Ritschl’s ‘linguistic phenomenalism’ (p. 105) enables him to seek truth in whatever language leads to his particular ecumenical goal. The insight that becomes regulative for him finds that YHWH chose the people of Israel from all the nations and in Jesus Christ the church from the Jews. Hence only toward the Jews is Christian missionary activity illegitimate (p. 164). But Ritschl does not have a primarily missionary orientation with anyone because that ‘would lose sight of human beings’ (p. 199).

Who was Jesus Christ? The basic question is answered with extreme brevity and little clarity. Jesus is ‘God’s participation in the suffering and death of humanity’ (p. 177). A basic part of a theological statement about the death of Christ includes the concept of ‘representation’ (p. 189).

The ‘story’ of Christian beliefs focuses on the coherence of religious insights to the effect that God is the one who elects, who with Jesus shares in suffering and heals in the Spirit (p. 174). The hope of the future lies in overcoming what separates humanity through the hope of unifying Jews and Gentiles (p. 262).
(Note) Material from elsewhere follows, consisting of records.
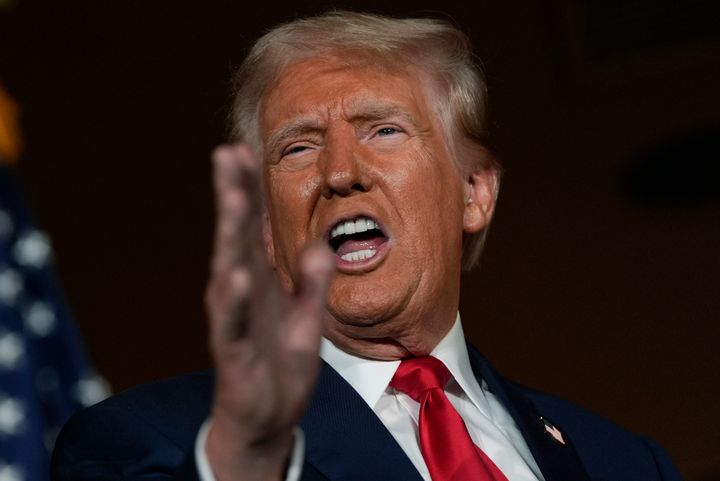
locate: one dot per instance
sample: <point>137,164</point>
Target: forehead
<point>326,88</point>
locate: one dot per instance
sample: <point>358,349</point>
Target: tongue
<point>353,245</point>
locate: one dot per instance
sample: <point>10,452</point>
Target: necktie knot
<point>418,375</point>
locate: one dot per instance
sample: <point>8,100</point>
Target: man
<point>363,187</point>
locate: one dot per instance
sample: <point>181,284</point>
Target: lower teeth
<point>358,255</point>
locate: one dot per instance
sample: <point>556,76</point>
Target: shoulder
<point>149,426</point>
<point>602,445</point>
<point>605,449</point>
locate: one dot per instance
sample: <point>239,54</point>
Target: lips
<point>357,239</point>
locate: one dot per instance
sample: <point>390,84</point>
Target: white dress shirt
<point>490,426</point>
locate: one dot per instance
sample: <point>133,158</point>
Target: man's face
<point>359,149</point>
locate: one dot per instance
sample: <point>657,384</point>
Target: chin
<point>358,304</point>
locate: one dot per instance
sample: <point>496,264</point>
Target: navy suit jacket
<point>149,432</point>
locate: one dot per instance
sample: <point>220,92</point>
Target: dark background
<point>601,276</point>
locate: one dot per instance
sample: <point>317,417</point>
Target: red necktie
<point>449,452</point>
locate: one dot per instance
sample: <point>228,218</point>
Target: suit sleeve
<point>108,443</point>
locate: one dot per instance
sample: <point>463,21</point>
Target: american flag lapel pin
<point>552,431</point>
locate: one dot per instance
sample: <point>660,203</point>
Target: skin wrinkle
<point>408,179</point>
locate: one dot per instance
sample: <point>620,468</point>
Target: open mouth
<point>357,239</point>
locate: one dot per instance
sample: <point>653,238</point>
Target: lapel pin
<point>551,430</point>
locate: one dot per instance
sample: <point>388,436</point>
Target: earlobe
<point>481,189</point>
<point>268,240</point>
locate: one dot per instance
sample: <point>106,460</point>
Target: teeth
<point>358,255</point>
<point>359,224</point>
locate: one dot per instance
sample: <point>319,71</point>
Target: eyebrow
<point>292,129</point>
<point>361,111</point>
<point>372,112</point>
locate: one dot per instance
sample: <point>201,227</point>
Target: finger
<point>238,228</point>
<point>304,328</point>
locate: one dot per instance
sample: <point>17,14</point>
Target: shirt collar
<point>370,377</point>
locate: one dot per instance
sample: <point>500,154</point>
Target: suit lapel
<point>558,462</point>
<point>345,440</point>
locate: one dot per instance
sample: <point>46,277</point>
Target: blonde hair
<point>429,45</point>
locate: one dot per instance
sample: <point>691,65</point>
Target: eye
<point>295,149</point>
<point>387,131</point>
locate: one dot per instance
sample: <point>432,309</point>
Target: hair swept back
<point>429,45</point>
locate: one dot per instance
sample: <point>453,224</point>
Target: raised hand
<point>264,340</point>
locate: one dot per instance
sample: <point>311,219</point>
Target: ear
<point>481,189</point>
<point>268,240</point>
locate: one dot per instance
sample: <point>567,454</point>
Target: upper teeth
<point>359,224</point>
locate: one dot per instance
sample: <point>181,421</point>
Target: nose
<point>343,168</point>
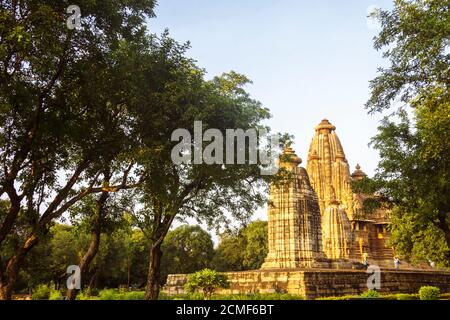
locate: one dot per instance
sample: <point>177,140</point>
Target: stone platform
<point>314,283</point>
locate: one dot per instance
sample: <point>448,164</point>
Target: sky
<point>308,60</point>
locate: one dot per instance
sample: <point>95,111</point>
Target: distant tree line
<point>122,261</point>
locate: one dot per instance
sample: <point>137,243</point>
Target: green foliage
<point>187,249</point>
<point>242,250</point>
<point>406,296</point>
<point>55,295</point>
<point>413,174</point>
<point>415,36</point>
<point>429,293</point>
<point>250,296</point>
<point>370,294</point>
<point>114,294</point>
<point>206,280</point>
<point>41,292</point>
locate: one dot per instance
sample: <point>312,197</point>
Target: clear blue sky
<point>308,60</point>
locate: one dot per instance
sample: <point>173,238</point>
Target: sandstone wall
<point>321,283</point>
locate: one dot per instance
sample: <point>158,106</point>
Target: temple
<point>316,214</point>
<point>319,234</point>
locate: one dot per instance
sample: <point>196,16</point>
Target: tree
<point>245,249</point>
<point>205,192</point>
<point>60,110</point>
<point>187,249</point>
<point>208,281</point>
<point>414,171</point>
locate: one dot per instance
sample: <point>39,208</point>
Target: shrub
<point>84,295</point>
<point>405,296</point>
<point>429,293</point>
<point>55,295</point>
<point>133,295</point>
<point>445,296</point>
<point>207,280</point>
<point>41,292</point>
<point>338,298</point>
<point>109,294</point>
<point>370,294</point>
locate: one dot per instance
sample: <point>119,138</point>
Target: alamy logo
<point>260,149</point>
<point>374,280</point>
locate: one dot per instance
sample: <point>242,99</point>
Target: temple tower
<point>295,234</point>
<point>336,231</point>
<point>328,169</point>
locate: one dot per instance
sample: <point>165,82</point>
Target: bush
<point>429,293</point>
<point>208,281</point>
<point>370,294</point>
<point>55,295</point>
<point>405,296</point>
<point>41,292</point>
<point>115,294</point>
<point>133,295</point>
<point>85,295</point>
<point>338,298</point>
<point>109,294</point>
<point>445,296</point>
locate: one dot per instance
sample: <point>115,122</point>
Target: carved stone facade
<point>295,236</point>
<point>348,232</point>
<point>316,215</point>
<point>316,226</point>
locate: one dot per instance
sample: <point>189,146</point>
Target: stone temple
<point>319,234</point>
<point>316,220</point>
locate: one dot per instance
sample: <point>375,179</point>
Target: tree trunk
<point>153,278</point>
<point>94,244</point>
<point>9,275</point>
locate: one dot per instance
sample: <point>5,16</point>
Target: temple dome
<point>328,166</point>
<point>358,174</point>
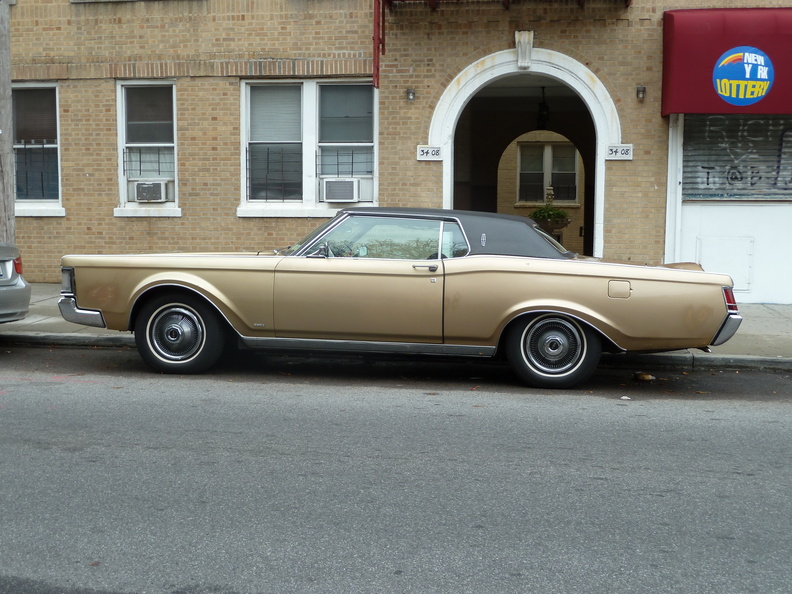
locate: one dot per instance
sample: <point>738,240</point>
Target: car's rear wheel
<point>179,333</point>
<point>553,351</point>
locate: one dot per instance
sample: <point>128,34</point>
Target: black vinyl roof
<point>487,233</point>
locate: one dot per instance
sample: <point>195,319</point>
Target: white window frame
<point>43,208</point>
<point>311,204</point>
<point>127,208</point>
<point>547,171</point>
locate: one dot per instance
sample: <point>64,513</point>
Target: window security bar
<point>36,171</point>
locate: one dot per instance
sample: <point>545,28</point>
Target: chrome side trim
<point>359,346</point>
<point>729,327</point>
<point>67,305</point>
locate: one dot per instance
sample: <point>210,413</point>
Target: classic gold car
<point>396,280</point>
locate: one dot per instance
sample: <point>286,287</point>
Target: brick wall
<point>208,46</point>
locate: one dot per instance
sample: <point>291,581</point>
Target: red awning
<point>727,60</point>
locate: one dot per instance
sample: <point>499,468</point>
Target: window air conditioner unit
<point>151,191</point>
<point>341,189</point>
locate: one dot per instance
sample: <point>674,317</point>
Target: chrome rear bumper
<point>67,305</point>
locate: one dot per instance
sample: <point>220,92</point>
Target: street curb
<point>55,339</point>
<point>695,361</point>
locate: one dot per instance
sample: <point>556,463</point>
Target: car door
<point>371,278</point>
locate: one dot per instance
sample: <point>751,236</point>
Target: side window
<point>454,242</point>
<point>36,151</point>
<point>378,237</point>
<point>148,139</point>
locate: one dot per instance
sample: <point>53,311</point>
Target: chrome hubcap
<point>176,333</point>
<point>553,345</point>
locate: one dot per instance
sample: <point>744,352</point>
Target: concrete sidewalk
<point>764,340</point>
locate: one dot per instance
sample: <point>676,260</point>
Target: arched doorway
<point>490,76</point>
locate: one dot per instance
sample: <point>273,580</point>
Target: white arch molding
<point>553,64</point>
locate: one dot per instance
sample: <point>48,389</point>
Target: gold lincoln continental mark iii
<point>398,280</point>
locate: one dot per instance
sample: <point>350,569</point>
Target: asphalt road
<point>366,475</point>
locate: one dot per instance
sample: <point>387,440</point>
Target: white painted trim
<point>673,238</point>
<point>546,62</point>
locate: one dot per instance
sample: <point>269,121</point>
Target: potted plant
<point>549,217</point>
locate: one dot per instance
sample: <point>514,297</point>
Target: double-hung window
<point>308,147</point>
<point>544,165</point>
<point>147,133</point>
<point>36,151</point>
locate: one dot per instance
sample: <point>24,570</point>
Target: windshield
<point>292,249</point>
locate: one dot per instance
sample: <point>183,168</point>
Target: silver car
<point>14,290</point>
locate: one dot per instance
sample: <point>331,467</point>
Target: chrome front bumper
<point>67,305</point>
<point>728,329</point>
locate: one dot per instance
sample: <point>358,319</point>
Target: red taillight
<point>731,302</point>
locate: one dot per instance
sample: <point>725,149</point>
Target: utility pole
<point>7,222</point>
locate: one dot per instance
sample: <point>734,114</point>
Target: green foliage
<point>549,213</point>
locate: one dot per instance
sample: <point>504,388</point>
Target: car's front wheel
<point>179,333</point>
<point>553,351</point>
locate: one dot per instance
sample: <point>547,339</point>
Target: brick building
<point>239,124</point>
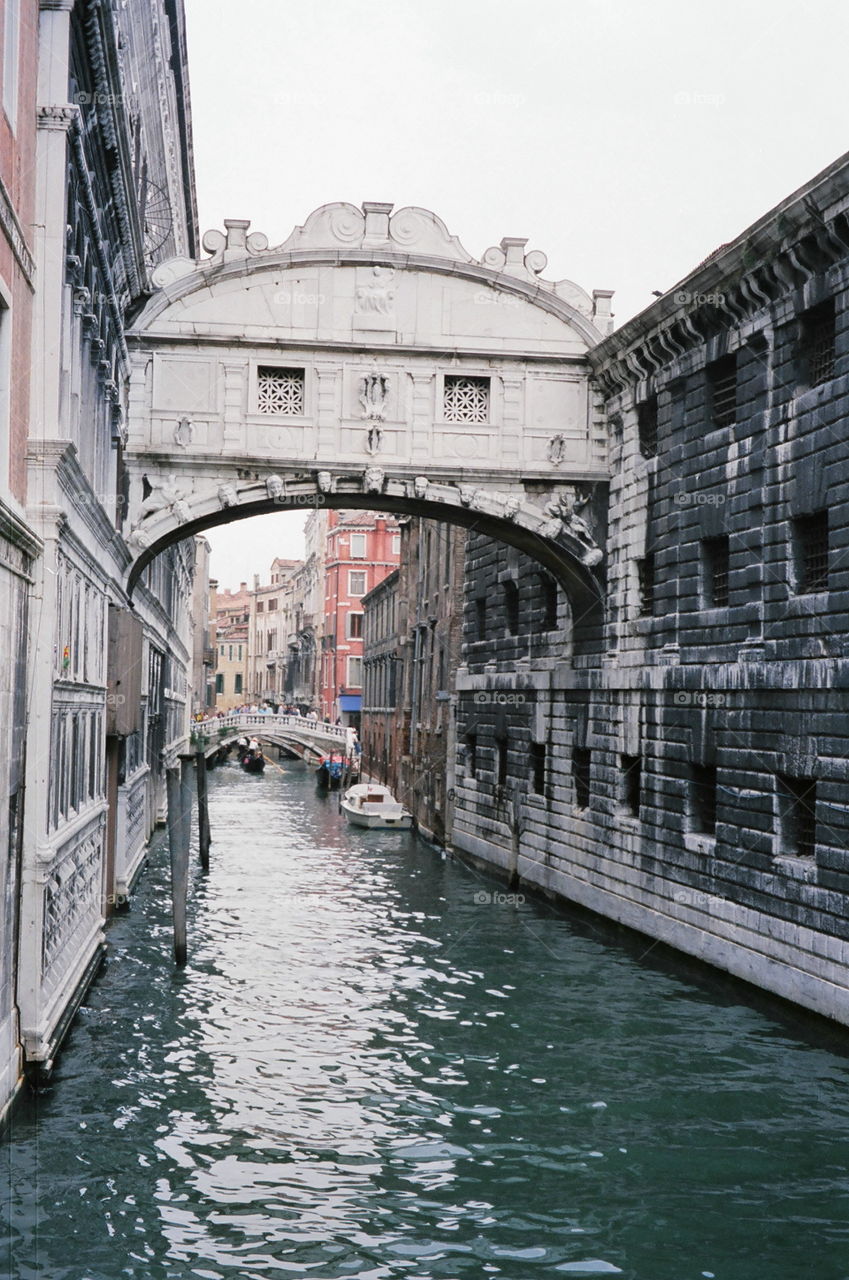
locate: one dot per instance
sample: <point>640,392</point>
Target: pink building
<point>361,548</point>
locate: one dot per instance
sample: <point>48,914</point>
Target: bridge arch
<point>370,362</point>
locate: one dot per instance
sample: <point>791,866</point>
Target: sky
<point>625,138</point>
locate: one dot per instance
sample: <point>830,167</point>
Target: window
<point>582,759</point>
<point>703,790</point>
<point>797,816</point>
<point>549,604</point>
<point>279,391</point>
<point>538,768</point>
<point>817,346</point>
<point>631,784</point>
<point>715,572</point>
<point>811,553</point>
<point>646,585</point>
<point>501,762</point>
<point>722,382</point>
<point>10,51</point>
<point>465,400</point>
<point>480,617</point>
<point>510,598</point>
<point>647,426</point>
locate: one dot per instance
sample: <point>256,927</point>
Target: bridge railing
<point>213,726</point>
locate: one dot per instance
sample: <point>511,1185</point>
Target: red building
<point>361,548</point>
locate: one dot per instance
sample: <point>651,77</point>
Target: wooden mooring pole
<point>179,826</point>
<point>204,837</point>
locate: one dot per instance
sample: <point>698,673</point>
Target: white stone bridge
<point>369,361</point>
<point>299,734</point>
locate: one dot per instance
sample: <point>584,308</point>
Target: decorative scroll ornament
<point>183,433</point>
<point>374,391</point>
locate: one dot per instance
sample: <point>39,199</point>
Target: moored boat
<point>368,804</point>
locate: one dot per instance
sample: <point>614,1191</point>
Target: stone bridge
<point>297,734</point>
<point>369,361</point>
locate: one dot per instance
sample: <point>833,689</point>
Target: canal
<point>380,1065</point>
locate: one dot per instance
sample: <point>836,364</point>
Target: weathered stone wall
<point>697,768</point>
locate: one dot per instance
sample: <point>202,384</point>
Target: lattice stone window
<point>465,400</point>
<point>818,343</point>
<point>279,391</point>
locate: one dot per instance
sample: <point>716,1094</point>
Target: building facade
<point>109,689</point>
<point>361,547</point>
<point>679,762</point>
<point>412,649</point>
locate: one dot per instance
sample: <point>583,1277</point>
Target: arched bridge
<point>297,734</point>
<point>369,361</point>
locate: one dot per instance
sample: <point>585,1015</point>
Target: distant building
<point>412,647</point>
<point>232,618</point>
<point>270,631</point>
<point>361,548</point>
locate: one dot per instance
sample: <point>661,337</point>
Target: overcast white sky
<point>625,138</point>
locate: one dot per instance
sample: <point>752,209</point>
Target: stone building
<point>19,544</point>
<point>272,630</point>
<point>680,762</point>
<point>412,627</point>
<point>361,548</point>
<point>114,195</point>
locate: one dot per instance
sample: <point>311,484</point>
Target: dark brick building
<point>680,763</point>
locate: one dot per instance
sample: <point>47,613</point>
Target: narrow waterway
<point>377,1064</point>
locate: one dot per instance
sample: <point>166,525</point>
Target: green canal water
<point>378,1065</point>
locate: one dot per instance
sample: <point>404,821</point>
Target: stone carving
<point>183,433</point>
<point>557,449</point>
<point>377,297</point>
<point>374,389</point>
<point>167,494</point>
<point>566,508</point>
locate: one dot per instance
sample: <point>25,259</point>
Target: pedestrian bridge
<point>297,734</point>
<point>369,361</point>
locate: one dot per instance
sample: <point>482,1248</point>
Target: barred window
<point>465,400</point>
<point>646,585</point>
<point>797,816</point>
<point>811,552</point>
<point>582,760</point>
<point>631,784</point>
<point>647,426</point>
<point>703,786</point>
<point>722,376</point>
<point>715,572</point>
<point>279,391</point>
<point>817,347</point>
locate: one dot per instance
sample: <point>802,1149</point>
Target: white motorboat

Unfortunately Ritschl’s hope of unifying Jews and Gentiles minimizes the one sound foundation which spiritually united the Jewish apostles with the first-century Samaritans and Gentiles (Acts): the living triune God, the Father sending the Son, the incarnation, God-man’s reality as the Messiah, his sacrifice once for all providing justly for forgiveness from sin’s guilt, redemption from sin’s power and reconciliation of sinners, his supernatural resurrection from the dead and courageous proclamation of the gospel in the power of the Holy Spirit.

For an evangelical attempt at integrating historical, biblical, systematic, apologetic and practical theology, see G. Lewis and B. Demarest, Integrative Theology (vol. 1, Zondervan, 1987).